Keystone ecological cluster rather than the whole community of phoD-encoding bacteria driving ecological function and the improvement of yield under long-term organic regime in greenhouse

Abstract

The phoD-encoding bacteria play a crucial role in mediating agricultural soil organic phosphorus mineralization and altering the bioavailability of phosphorus. Clarifying the effect of the phoD-encoding bacterial ecological functional characteristic and their contribution to soil multifunctionality response to different fertilization is essential for improving sustainable agricultural productivity in the intensive greenhouse. Therefore, we investigated the response of the phoD-encoding bacterial community to soil organic phosphorus pools and physiochemical features under eight long-term fertilization treatments, spanning both organic and inorganic regimes, and their subsequent impact on tomato yield. The results revealed total organic phosphorus (TPo) content tended to accumulate in moderately labile Po (MLPo) and fulvic acid-associated Po (FAPo) pools under organic regime compared to inorganic regime. Notably, nitrogen-phosphorus chemical fertilizers plus organic manure (MNP) significantly reduced the content of available P (AP), labile Po (LPo), and total inorganic P (TPi) pools compared to the phosphorus chemical fertilizer plus organic manure (MP) treatment, while enhancing the long-term supply of organic phosphorus availability by promoting its accumulation in the MLPo pool.
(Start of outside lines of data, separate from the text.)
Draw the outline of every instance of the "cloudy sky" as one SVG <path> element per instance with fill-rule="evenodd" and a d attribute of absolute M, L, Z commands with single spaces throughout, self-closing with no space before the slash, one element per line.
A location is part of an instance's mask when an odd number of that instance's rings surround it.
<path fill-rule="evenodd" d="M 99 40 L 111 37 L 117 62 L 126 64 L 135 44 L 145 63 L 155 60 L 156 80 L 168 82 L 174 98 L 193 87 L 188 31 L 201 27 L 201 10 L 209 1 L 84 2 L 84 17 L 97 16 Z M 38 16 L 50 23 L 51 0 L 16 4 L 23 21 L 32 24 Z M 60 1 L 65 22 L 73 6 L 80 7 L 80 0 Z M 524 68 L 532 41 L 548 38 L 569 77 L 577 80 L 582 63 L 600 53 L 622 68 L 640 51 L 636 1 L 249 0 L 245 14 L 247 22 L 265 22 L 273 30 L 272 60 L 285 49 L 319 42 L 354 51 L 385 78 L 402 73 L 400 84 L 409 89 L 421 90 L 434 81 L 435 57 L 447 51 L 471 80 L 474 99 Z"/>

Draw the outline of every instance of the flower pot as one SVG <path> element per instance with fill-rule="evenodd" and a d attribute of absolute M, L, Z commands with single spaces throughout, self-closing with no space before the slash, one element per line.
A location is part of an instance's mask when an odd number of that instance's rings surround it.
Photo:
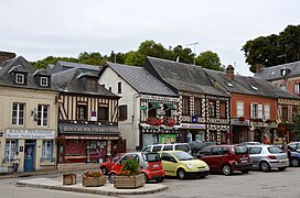
<path fill-rule="evenodd" d="M 83 186 L 85 187 L 97 187 L 103 186 L 106 183 L 106 177 L 103 175 L 100 177 L 85 177 L 83 176 Z"/>
<path fill-rule="evenodd" d="M 143 174 L 132 176 L 117 175 L 114 180 L 115 188 L 139 188 L 146 183 Z"/>
<path fill-rule="evenodd" d="M 76 174 L 63 174 L 63 185 L 75 185 Z"/>

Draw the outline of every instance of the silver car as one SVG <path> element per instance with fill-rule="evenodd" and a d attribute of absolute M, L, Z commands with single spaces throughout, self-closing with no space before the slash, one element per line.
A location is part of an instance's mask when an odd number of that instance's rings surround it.
<path fill-rule="evenodd" d="M 254 169 L 269 172 L 272 168 L 285 170 L 289 166 L 288 154 L 275 145 L 248 145 Z"/>

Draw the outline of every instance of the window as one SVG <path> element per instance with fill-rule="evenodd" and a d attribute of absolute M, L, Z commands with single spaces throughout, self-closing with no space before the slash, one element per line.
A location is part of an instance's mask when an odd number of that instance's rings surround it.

Alkaline phosphomonoesterase (ALP) activity, which was significantly reduced by nitrogen fertilizer under inorganic regime, was significantly recovered and enhanced in organic regime. The phoD-encoding bacterial community was strongly influenced by organic regime, followed by phosphorus and nitrogen fertilizers, with soil organic matter (SOM) being a key determinant. Long-term fertilizers and regimes led to the formation of five keystone ecological clusters within the phoD-encoding bacterial community. SEM revealed that the increased cumulative relative abundance (CPM) of module #1 under organic manure physiologically regulated ALP activity. Additionally, the increased multibiodiversity of module #1 enhanced soil multifunctionality indirectly contributing to higher tomato yields. Collectively, long-term organic regime facilitated the formation of a keystone ecological cluster of phoD-encoding bacteria, which effectively mitigated the inhibitory effect of nitrogen fertilizer on ALP activity, thereby enhancing soil multifunctionality in increasing yield.